OPEC has historically relied on diplomatic persuasion and, to some degree, public finger pointing, said Andrew Slaughter, executive director of Deloitte’s Center for Energy Solutions.

“There’s no compliance mechanism in the sense that there’s punitive actions that can be taken. OPEC doesn’t work like that,” he said.

There are some signs of progress. Following the St. Petersburg meeting, the United Arab Emirates, which continues to pump above its production quota, committed to reducing its shipments by 10 percent in September. That came after Saudi Arabia announced it would limit its own exports in August.

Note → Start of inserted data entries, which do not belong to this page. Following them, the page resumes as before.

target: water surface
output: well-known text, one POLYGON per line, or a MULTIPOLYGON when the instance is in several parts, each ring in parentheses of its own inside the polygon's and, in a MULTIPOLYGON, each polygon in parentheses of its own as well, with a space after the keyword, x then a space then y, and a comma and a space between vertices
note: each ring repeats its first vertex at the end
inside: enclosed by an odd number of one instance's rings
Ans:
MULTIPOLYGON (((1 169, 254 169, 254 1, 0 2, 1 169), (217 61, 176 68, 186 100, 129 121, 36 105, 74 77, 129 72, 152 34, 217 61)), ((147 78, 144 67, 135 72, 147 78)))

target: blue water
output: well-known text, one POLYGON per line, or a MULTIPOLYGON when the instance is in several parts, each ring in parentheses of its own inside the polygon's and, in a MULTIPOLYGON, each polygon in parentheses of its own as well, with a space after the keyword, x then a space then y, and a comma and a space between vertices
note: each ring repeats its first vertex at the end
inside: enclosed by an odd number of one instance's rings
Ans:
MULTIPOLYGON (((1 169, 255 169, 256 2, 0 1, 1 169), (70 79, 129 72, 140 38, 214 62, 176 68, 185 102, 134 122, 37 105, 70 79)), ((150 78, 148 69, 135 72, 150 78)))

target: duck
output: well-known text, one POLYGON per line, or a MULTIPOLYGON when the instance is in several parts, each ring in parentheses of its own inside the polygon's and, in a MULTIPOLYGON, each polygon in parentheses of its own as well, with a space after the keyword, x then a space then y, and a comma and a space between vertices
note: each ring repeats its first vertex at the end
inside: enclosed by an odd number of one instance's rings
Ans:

But OPEC’s second largest producer Iraq is also lagging behind on compliance, and Baghdad faces a tougher time managing its oil output than its Gulf neighbors.

Baghdad does not entirely control the flow of oil from semi-autonomous Iraqi Kurdistan. Much of its oil is produced in partnership with international oil companies, so it has contractual agreements that make it difficult to throttle back output.

One lever the Iraqis can pull is the pace of investment, according to an Ian Thom, principal analyst for Iraq energy research firm Wood Mackenzie. Just like U.S. drillers have cut back spending to weather the oil price downturn, Iraq can delay oil field expansions and construction of big energy-related infrastructure projects.